Honestly, maybe not. The label matters less than whether the thing works.

But it matters in the other direction too. When a job listing asks for “agent experience,” does that mean building autonomous systems with tool loops and persistent memory, or does it mean you’re good at writing prompts? When a startup pitches an “AI agent” to investors, are they describing a system that makes its own decisions, or a workflow with an LLM step? The person on the other side of that conversation might be hearing something very different from what you mean. Google Trends shows searches for “agentic AI” up 843% in a single quarter in 2025, and Gartner has called most of what it describes “agent washing.”

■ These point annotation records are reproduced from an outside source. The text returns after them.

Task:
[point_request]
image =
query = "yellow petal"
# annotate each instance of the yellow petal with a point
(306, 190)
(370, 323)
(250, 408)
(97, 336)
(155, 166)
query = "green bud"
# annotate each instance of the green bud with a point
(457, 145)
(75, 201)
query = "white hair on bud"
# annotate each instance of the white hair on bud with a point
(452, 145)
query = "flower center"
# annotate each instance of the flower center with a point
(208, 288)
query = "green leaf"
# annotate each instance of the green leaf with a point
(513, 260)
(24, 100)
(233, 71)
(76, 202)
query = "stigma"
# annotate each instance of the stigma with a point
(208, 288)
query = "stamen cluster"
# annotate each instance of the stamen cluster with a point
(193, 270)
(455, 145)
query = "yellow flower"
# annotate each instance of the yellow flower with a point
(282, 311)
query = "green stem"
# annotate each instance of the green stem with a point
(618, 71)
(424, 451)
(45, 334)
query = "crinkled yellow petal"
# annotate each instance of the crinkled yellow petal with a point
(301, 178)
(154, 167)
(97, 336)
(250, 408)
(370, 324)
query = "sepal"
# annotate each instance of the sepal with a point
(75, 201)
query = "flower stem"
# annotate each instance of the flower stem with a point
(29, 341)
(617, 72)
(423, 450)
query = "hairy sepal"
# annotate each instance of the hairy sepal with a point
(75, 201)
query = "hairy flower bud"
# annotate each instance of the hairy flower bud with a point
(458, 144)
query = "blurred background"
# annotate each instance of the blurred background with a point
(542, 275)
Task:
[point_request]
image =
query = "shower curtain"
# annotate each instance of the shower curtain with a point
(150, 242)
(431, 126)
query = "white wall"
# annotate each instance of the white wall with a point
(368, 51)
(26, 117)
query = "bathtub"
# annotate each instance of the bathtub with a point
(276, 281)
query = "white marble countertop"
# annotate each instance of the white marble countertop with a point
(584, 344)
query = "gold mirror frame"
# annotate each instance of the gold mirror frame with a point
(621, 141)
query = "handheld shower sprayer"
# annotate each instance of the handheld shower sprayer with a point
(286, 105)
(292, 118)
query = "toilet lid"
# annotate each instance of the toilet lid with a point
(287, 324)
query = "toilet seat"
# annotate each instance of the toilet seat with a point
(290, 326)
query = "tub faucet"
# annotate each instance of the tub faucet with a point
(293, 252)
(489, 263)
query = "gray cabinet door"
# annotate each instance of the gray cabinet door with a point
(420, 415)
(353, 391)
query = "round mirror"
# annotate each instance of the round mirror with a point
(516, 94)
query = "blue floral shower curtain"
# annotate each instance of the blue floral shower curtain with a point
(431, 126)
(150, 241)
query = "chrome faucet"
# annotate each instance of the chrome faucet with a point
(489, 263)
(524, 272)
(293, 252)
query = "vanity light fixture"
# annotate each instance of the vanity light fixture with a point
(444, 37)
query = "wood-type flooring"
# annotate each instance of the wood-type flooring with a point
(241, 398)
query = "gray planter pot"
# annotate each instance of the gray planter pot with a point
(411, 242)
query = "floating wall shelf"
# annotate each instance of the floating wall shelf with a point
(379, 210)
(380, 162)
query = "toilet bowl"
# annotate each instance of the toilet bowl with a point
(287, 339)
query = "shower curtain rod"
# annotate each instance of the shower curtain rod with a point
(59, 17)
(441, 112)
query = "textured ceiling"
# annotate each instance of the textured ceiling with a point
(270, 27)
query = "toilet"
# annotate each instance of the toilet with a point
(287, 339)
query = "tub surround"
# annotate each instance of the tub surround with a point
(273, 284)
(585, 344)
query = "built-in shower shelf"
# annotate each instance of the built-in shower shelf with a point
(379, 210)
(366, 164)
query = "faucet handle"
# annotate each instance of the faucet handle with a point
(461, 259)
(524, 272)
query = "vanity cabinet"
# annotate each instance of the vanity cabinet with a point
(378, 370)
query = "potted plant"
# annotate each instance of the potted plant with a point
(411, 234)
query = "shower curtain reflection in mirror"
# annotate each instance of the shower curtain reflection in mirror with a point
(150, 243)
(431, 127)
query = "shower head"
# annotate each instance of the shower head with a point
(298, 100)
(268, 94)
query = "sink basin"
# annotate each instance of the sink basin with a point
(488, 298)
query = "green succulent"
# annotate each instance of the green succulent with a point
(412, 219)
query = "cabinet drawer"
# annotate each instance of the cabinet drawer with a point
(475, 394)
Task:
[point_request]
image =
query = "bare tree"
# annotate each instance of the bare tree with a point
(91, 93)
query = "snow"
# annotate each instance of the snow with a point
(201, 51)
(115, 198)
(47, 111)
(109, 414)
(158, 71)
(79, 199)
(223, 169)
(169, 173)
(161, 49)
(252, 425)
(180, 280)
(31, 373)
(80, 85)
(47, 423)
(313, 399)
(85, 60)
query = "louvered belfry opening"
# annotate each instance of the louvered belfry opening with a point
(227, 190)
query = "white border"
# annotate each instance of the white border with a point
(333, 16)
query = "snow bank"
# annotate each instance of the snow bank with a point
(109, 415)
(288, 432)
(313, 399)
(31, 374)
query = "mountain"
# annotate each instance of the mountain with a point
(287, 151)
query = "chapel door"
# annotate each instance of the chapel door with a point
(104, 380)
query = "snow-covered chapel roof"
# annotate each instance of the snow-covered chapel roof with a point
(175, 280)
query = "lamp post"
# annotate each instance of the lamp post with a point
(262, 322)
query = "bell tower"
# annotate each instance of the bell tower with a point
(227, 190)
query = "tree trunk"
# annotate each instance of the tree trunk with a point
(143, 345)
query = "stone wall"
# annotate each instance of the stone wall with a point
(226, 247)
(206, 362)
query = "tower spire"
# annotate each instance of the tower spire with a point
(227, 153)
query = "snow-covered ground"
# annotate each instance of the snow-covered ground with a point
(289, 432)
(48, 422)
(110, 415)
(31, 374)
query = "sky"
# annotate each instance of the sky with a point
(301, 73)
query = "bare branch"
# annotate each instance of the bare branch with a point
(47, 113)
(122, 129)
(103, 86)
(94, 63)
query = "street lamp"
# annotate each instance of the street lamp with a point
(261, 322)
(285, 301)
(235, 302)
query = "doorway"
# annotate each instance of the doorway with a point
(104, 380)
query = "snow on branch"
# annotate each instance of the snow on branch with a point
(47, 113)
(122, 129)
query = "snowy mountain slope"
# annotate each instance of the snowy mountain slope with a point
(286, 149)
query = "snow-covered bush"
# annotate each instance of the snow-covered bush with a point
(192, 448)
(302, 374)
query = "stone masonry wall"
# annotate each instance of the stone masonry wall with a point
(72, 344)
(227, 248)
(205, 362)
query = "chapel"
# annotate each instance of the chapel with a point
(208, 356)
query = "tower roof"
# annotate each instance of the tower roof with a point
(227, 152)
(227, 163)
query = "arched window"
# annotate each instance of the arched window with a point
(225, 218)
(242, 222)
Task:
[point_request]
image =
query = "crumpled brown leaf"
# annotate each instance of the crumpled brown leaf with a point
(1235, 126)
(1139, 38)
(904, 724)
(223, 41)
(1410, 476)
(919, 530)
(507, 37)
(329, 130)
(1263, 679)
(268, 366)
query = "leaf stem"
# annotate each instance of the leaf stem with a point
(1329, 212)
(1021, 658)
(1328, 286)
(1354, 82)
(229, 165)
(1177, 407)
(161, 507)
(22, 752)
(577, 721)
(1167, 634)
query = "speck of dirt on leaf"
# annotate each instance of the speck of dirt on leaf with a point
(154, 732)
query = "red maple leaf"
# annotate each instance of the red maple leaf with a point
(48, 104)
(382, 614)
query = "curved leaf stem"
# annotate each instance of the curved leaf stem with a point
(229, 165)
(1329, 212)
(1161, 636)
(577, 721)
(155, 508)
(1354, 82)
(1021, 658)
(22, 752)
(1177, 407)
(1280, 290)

I don’t think the word needs gatekeeping. The definitions have been argued about since 1995 and nobody’s settled it yet. But it’s worth pausing, when you use it, to think about what you actually mean. If you’re a user, agency is about goals and latitude — how you frame the work determines what you get back. If you’re an engineer, agency is about architecture — loops, tools, persistent memory, error recovery. Both are real, and neither is complete without the other. The best architecture in the world won’t behave like an agent if you give it a task instead of a goal. And the best goal framing in the world won’t help if the system can’t act on it. When we use the word, we’re often just describing a mismatch between the two.